Steve Spurrier's professional football alter ego is Chicago Bears offensive coordinator Mike Martz. Both coaches run a high-risk/high-reward passing game and believe in the benefit of placing a lot of pressure on players to run the system exactly as structured.
When these philosophies work, it can be a thing of beauty. Martz's Greatest Show on Turf offense helped lead the St. Louis Rams to two Super Bowl berths, and his constant cajoling was one of the main reasons Roy Williams had his best season as a professional player when Martz was offensive coordinator for Detroit in 2006.

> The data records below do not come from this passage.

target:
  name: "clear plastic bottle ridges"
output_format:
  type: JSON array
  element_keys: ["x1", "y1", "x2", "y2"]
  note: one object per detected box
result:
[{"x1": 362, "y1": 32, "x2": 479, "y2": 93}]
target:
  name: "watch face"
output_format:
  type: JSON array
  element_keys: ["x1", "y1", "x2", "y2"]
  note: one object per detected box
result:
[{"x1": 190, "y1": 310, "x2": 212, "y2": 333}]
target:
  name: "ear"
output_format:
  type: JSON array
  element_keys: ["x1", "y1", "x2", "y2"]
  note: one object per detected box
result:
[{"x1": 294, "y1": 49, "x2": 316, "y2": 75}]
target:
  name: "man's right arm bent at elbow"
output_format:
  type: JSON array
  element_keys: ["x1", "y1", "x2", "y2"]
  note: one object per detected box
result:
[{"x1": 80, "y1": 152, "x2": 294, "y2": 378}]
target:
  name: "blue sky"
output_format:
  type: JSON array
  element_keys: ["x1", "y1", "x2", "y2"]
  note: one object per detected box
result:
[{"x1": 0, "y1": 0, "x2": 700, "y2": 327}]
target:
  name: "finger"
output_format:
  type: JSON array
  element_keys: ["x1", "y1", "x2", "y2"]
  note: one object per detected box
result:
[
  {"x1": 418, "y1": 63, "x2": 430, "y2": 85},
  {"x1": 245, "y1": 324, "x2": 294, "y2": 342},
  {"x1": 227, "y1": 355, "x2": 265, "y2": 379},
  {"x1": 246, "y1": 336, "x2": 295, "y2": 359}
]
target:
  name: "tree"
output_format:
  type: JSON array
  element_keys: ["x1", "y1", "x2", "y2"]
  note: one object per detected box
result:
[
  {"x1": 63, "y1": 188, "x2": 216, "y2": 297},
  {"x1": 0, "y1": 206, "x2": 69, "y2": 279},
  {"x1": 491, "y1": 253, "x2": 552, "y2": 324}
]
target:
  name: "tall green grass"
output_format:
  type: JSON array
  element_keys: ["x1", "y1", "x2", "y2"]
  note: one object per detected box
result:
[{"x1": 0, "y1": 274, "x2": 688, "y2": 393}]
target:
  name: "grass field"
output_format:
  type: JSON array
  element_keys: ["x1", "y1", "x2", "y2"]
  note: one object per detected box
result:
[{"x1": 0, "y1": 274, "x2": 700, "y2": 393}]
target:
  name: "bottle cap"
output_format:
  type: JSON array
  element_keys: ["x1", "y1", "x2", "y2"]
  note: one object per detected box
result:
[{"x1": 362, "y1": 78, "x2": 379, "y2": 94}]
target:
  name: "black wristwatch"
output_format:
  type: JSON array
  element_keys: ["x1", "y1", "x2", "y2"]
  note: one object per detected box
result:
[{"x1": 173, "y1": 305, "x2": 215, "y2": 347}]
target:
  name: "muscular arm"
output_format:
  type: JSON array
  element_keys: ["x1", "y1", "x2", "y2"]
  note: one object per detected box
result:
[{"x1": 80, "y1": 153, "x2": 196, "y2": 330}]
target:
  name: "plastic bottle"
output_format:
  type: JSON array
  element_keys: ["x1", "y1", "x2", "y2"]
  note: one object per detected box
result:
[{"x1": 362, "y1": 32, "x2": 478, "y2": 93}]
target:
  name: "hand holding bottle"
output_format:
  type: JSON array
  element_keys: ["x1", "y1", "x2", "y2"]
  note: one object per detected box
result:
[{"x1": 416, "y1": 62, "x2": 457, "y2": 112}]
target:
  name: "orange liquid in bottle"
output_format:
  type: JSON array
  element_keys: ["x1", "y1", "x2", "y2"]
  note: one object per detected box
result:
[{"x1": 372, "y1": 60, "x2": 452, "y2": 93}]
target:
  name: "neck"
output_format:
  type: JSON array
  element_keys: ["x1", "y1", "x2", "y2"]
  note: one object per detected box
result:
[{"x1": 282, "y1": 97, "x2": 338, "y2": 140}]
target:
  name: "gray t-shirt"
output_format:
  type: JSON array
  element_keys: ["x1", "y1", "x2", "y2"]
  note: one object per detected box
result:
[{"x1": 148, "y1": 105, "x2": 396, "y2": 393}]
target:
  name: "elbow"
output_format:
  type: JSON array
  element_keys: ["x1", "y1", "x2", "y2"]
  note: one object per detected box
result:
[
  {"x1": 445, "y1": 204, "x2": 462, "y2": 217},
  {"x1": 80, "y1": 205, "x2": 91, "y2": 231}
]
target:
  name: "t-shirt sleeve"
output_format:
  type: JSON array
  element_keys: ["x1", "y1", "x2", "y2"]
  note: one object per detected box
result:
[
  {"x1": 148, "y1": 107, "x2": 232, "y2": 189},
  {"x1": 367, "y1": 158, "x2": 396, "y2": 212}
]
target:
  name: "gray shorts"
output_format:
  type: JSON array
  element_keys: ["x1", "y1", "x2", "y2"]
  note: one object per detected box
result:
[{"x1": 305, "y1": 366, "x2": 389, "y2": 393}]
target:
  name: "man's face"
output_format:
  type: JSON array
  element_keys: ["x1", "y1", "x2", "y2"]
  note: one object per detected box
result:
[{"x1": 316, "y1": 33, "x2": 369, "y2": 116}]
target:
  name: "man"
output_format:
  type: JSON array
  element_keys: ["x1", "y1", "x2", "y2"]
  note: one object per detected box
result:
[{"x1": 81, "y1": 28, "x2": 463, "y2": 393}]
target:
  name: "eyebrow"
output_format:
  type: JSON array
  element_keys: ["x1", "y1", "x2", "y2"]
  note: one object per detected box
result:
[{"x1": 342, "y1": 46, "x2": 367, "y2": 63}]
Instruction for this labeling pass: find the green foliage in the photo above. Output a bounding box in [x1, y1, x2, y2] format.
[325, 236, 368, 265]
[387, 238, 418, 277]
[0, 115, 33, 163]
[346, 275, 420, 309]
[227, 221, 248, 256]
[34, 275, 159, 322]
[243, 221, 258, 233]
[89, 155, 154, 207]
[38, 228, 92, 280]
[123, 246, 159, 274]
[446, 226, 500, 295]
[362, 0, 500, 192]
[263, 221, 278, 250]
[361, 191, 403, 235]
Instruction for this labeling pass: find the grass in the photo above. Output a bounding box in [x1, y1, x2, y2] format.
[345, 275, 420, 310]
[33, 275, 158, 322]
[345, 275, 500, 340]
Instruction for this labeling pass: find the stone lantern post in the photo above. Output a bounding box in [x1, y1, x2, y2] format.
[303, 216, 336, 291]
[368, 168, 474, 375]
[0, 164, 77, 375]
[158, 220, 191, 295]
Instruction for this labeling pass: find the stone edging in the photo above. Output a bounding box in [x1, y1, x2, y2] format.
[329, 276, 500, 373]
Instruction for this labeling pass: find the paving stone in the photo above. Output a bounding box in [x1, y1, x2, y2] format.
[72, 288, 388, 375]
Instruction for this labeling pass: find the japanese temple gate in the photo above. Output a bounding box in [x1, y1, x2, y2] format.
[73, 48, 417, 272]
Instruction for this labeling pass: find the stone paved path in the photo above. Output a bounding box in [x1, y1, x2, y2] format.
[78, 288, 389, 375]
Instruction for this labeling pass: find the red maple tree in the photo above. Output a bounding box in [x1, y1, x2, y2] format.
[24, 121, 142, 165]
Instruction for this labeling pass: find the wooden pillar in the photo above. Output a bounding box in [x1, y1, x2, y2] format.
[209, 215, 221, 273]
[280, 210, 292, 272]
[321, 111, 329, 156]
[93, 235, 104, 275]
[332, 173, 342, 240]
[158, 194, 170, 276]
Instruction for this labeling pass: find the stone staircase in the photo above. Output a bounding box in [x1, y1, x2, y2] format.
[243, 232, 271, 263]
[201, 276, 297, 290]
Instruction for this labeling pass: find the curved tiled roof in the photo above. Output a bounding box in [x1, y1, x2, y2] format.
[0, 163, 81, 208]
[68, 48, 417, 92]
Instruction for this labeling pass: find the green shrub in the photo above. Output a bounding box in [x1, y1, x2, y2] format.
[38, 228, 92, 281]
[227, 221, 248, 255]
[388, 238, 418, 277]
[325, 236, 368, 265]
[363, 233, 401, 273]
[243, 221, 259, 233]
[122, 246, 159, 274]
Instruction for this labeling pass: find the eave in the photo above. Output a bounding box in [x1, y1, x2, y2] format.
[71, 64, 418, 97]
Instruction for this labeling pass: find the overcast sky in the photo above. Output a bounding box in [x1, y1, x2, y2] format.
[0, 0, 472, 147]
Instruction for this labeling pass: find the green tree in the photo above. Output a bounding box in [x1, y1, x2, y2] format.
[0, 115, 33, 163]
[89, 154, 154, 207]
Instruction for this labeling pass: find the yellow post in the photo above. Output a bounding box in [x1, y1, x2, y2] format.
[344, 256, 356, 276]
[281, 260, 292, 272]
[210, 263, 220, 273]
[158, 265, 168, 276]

The problem is that when these tactics don't work, they can be disastrous. The most costly example of this was Martz's unwillingness to change his game plan in Super Bowl XXXVI. His stubbornness in sticking with the passing game instead of attacking the New England Patriots' nickel and dime packages with runs almost certainly helped cost St. Louis a win in that contest.
Spurrier is at the same kind of all-or-nothing crossroads with his junior quarterback, Stephen Garcia. In taking a closer look at this situation, it is easy to see how this approach could be quite a detriment to the championship chances of the 2010 Gamecocks. The surprising thing is that if the move succeeds, the numbers indicate South Carolina could actually end up with one of the best passing games in the SEC.